Beaucoup seraient réticents à qualifier le WSB de mature. Après tout, le subreddit se décrit comme « si 4chan trouvait un terminal Bloomberg ». Néanmoins, son retrait de Citadel et Robinhood en faisant monter en flèche le prix de GameStop et d’AMC montre de nombreuses améliorations et remixes des tactiques OWS. Premièrement, au lieu d’aborder la décentralisation des messages et du pouvoir comme une dynamique d’inclusion unique et complète (la philosophie OWS selon laquelle tout le monde peut exiger n’importe quoi), WSB l’a considéré comme une dynamique de responsabilité et d’expression collectives (postez comme vous le souhaitez, mais au service de tenant le sac). Deuxièmement, WSB a amélioré la philosophie d’OWS consistant à réaliser le type de changement que vous souhaitez voir dans le monde en choisissant un moyen d’expression qui a réellement affecté ses cibles. Occupy s’est mis à genoux en tant que mouvement lorsqu’il a pris pour modèle les luttes du Printemps arabe contre la violence d’État vers un champ de bataille financier. S’il est logique d’occuper une zone en tant que résistance à un État parce qu’un État est défini par son contrôle sur une zone, cela n’a aucun sens d’occuper Wall Street parce que les forces du système bancaire à réserves fractionnaires et de la mondialisation n’ont pas de présence physique dans la région. de la même façon. Ils ont cependant une présence économique et technologique, avec laquelle le rédacteur moyen peut interagir via une application iPhone pratique. En chorégraphiant les achats d’actions et en orchestrant les ventes à découvert, le WSB a non seulement montré au monde à quoi cela ressemblait lorsque des dizaines de milliers de personnes ont accepté de dire « au diable les hedge funds », mais il l’a fait d’une manière participative et accessible. à tous ceux qui voulaient de la peau dans le jeu. Bien sûr, il y avait un souci de profit lorsque la bataille tournait en leur faveur, mais de la même manière que la bibliothèque d’OWS était censée illustrer un point plutôt que d’être une institution à long terme, WSB était heureux de jouer au poulet avec les entreprises comme leur les portefeuilles se sont rapprochés de plus en plus de zéro juste pour montrer qu’ils le pouvaient. Selon leurs propres termes, « nous pouvons rester arriérés plus longtemps que vous ne pouvez rester solvables ».

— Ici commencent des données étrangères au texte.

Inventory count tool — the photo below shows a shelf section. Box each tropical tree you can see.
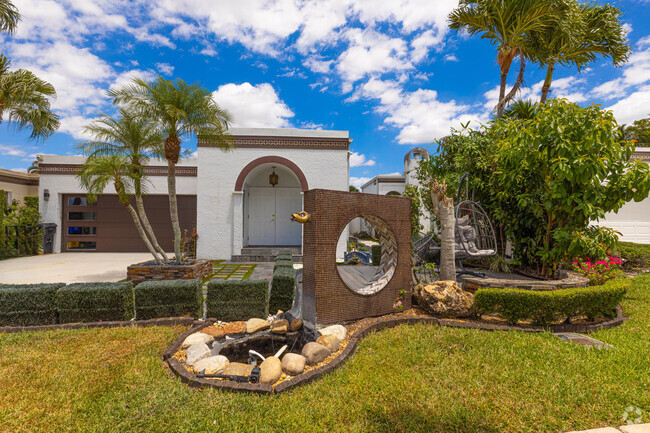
[449,0,555,118]
[109,75,232,262]
[527,0,630,103]
[77,109,167,260]
[76,154,162,264]
[0,0,20,34]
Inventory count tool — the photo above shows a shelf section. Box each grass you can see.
[0,276,650,433]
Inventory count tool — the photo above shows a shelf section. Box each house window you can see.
[68,227,97,236]
[68,212,97,221]
[68,197,97,206]
[68,241,97,250]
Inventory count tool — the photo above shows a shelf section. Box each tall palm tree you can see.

De la réponse tardive de « Et c’est parti » et de l’inefficacité d’Internet d’Occupy Wall Street aux réactions rapides de « l’imprimeur d’argent, allez brrr » et à l’expérience en ligne plus grande que nature de WallStreetBets, l’essaim en ligne a appris à exploiter son collectif. pouvoir de manière à à la fois susciter et mettre en œuvre le changement. Même si Occupy Wall Street a pu être un signe avant-coureur de ce potentiel, il s’agit finalement d’un mouvement qui a eu du mal à trouver sa place dans l’ère numérique. Aujourd’hui, cependant, nous voyons une nouvelle génération d’activistes et de seigneurs des mèmes qui ont réussi à brouiller les frontières entre politique et publication, entre sens et mème. Que ce soit pour le meilleur ou pour le pire est une question qui se posera au cours de la prochaine décennie, mais au moins celle-ci a déjà un peu d’humour.
Cet article est présenté dans Bitcoin Magazine « La question du retrait ». Cliquez ici pour vous abonner maintenant.
Une brochure PDF de cet article est disponible à télécharger.
Ceci est un message d’invité de Morry Coleman. Les opinions exprimées sont entièrement les leurs et ne reflètent pas nécessairement celles de BTC Inc ou de Bitcoin Magazine.